Their morning on Wednesday featured a trip along Minnesota Highway 68 through the Minneota and Canby areas to Gary, South Dakota, for a tour of Gary’s former School for the Blind, which is now a resort and conference center. They were met at that site by hosts from the Watertown, South Dakota Rotary chapter, who brought them to the next phase of their journey.

The Australian exchange participants have a wide range of professional specialties. Among their occupations were farming, horticulture, real estate, tourism, nursing, workforce services, banking, legal assisting, and calligraphy art.

They took notice of the rural character found in the region’s counties, asking about details such as the unusually late start to the 2019 growing season.

At various stops, their questions led to further information about how host sites are tied to national and global economics.

Tru Shrimp Director of Operations Robert Gervais pointed to estimates that show more than 90 percent of all shrimp consumed in the United States coming from foreign countries. By taking advantage of local agricultural feed products and convenient shipping, the company hopes to acquire a steadily growing market share.

“There’s a very strong potential for expansions,” Gervais said. “We don’t have to create a market for shrimp. All that’s needed are a consistent product, a controlled production environment and affordable prices.”

A similar global connection was mentioned by Alan Macht of ActionTrackchair. The company distributes its assistive wheelchair technology in Australia and many other foreign countries, a marketing system that has its roots in local machine shop research.

Australian farmer Ian Klein said after Tuesday’s stops that the tour showed how companies based in rural locations can thrive with well-planned production.

“We’re seeing a lot of innovation here,” Klein said. “It shows what can happen when there’s enough imagination and the right kind of business plan.”

At the Tuesday evening banquet and joint meeting of the clubs, the Australian guests outlined their sponsorship of local nonprofit activities. All of the Rotary chapters represented are from the New South Wales coastal area, a short distance north of Sydney.

They concluded the event with a group rendition of the Australian song “Waltzing Matilda” with the lyrics “come a-waltzing Matilda with me.”

The saying was well-suited to the occasion since a group of Rotary members from the Upper Midwest will travel to New South Wales for the second part of the international exchange.

Two of Rotary International’s primary ways of promoting positive global relations are the club-based events called friendship exchanges and foreign exchange stays for young adults. This week’s activities were the first friendship exchange in a long time for both the host and guest chapters.

“This is a great way to see details of the host country,” said Australian Rotary guest Michael Tams. “We like to see more places than just the famous tourist attractions. The time goes by quickly. We spend a short amount of time in one place and then move on to the next.”

Tams, a horticulture specialist, bought a half dozen plant-related books for $2 apiece on Tuesday at the Marshall-Lyon County Library. He also assisted his host family, which included Sunrise Rotary member Deb Herrmann, with 2019 gardening plans.

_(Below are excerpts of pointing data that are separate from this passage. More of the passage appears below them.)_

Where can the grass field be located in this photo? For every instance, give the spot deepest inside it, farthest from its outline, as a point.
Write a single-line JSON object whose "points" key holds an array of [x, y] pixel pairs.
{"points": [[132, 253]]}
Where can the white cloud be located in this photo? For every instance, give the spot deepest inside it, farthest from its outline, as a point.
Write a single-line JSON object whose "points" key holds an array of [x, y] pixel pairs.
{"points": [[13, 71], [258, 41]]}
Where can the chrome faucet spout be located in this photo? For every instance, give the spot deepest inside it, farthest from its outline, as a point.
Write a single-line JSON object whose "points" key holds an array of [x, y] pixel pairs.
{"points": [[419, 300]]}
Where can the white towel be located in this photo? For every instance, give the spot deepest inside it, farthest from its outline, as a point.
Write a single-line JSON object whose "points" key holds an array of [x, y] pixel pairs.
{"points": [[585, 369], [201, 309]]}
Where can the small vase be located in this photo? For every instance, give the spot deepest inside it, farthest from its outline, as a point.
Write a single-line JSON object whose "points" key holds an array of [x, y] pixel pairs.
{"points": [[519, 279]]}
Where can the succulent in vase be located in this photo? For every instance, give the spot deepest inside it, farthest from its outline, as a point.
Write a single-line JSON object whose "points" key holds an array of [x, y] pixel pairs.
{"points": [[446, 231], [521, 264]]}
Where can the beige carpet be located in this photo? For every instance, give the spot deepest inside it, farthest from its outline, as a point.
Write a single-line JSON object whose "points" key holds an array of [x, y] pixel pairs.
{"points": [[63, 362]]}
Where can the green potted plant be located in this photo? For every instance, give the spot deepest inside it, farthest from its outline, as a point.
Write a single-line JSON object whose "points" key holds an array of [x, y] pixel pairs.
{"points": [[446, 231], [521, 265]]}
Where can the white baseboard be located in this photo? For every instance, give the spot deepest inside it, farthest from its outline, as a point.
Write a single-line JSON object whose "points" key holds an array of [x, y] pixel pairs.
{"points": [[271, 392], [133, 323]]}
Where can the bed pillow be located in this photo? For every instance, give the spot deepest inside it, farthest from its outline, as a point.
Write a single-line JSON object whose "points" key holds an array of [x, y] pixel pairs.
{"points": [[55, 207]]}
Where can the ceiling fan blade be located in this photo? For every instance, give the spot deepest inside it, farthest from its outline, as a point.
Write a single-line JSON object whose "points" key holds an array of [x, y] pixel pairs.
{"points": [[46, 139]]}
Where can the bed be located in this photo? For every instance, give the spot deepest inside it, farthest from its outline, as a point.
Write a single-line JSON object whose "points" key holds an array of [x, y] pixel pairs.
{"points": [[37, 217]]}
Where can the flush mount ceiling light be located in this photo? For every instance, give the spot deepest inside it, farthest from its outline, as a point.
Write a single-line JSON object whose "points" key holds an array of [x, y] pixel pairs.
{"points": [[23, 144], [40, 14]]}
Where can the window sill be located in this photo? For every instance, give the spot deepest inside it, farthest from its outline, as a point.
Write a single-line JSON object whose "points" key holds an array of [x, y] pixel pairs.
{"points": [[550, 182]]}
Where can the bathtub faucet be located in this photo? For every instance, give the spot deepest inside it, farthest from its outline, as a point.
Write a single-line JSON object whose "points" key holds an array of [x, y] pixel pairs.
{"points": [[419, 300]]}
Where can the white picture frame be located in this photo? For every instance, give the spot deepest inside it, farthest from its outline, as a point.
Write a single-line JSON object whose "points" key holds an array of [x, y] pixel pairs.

At the conclusion of the Tuesday evening banquet, guests told the audience that they enjoyed everything about their stay in the Marshall area.

“It was a real eye opener for us,” said guest Trish Moore. “We learned about the region more than we’d hoped. Everyone was so friendly and so welcoming.”

Sunrise Rotary President Cynthia Rogers said many people in Marshall and surrounding communities contributed to making the three-day exchange visit an event that’s destined to be well-remembered.

“There was tremendous support from both our Rotary clubs and from the general public,” Rogers said. “Everyone was interested in meeting our guests. It turned into a great opportunity to introduce people from halfway around the world to our local area.”